| HN Mirror

Y	Hacker News new \| ask \| show \| jobs


	by arkitaip 5703 days ago
	Very timely and interesting. I am currently looking for a crawler that tightly integrated with Drupal and that can be easily managed through Drupal nodes. Any suggestions on a solution for a small site that only needs to handle thousands of pages/urls?

2 comments

rb2k_ 5703 days ago

I don't really know what the "managed through Drupal nodes" means in this context.

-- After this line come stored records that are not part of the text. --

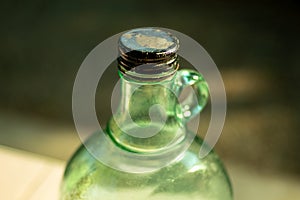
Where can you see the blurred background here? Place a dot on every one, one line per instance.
(255, 45)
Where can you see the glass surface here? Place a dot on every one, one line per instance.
(186, 177)
(147, 151)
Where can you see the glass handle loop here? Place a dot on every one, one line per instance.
(195, 100)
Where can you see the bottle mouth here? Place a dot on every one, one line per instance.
(148, 54)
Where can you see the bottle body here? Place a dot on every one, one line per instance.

For a simple drupal fulltext search I can recommend apache solr ( http://drupal.org/project/apachesolr ).

For regular crawling:

I found anemone ( http://anemone.rubyforge.org/ ) to be a lovely framework for single page crawls.

Other interesting candidates:

https://github.com/hasmanydevelopers/RDaneel

http://www.redaelli.org/matteo-blog/projects/ebot/

http://nutch.apache.org/ (meh, java)

link

toumhi 5703 days ago

scrapy (http://scrapy.org/) is a well-documented and open source python scraping framework that I've used in a couple of projects.

link

rb2k_ 5703 days ago

Indeed, seems like a great framework.

Considering the timespan of the project, I had to rely on something I'm pretty ok at (Ruby), but I remember hitting a lot of posts about scrapy on the way

link